Solo in quel momento, Cecilia si rese conto di stringere ancora tra le mani qualcosa che non le apparteneva e, in un breve secondo, il suo viso tornò a bruciare come poco prima. Le guancia si arrossarono, gli occhi si spostarono velocemente verso il pavimento e, con un sussurro, rispose: "ah"
Come poteva essere tanto stupida? Come poteva il suo cervello abbandonarla in questo modo?
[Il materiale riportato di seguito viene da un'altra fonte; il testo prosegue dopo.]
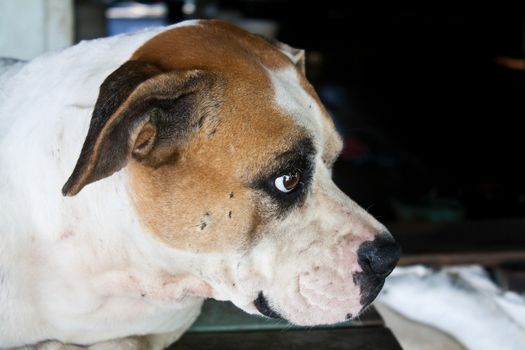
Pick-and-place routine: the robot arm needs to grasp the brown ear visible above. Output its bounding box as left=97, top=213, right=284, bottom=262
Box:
left=62, top=61, right=217, bottom=196
left=273, top=40, right=306, bottom=75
Dove accidenti era andata la sua razionalità?
Con una velocità che non pensava di possedere, Cecilia percorse la breve distanza che la separava da Bruno, gli porse le chiavi che il ragazzo prontamente prese e si girò nella direzione opposta a quegli occhi pietrificanti.
Salì con rapidità la rampa di scale con il desiderio di scomparire e, proprio mentre girava l'angolo e credeva di aver raggiunto la salvezza, lo sentì gridare dal fondo delle scale: "Grazie, Cecilia"
Quella voce sicura e profonda era spaventosa, destabilizzante e totalmente al di fuori della sua zona sicura, ma era ancora così attraente.
Mentre raggiungeva il suo appartamento, un gradino dopo l'altro, Cecilia si ritrovò a richiamare dalla sua memoria il suono del suo nome pronunciato da quelle labbra. Non sapeva nemmeno come lui ne fosse a conoscenza, ma ciò che la stupiva maggiormente, era che lui se ne fosse ricordato.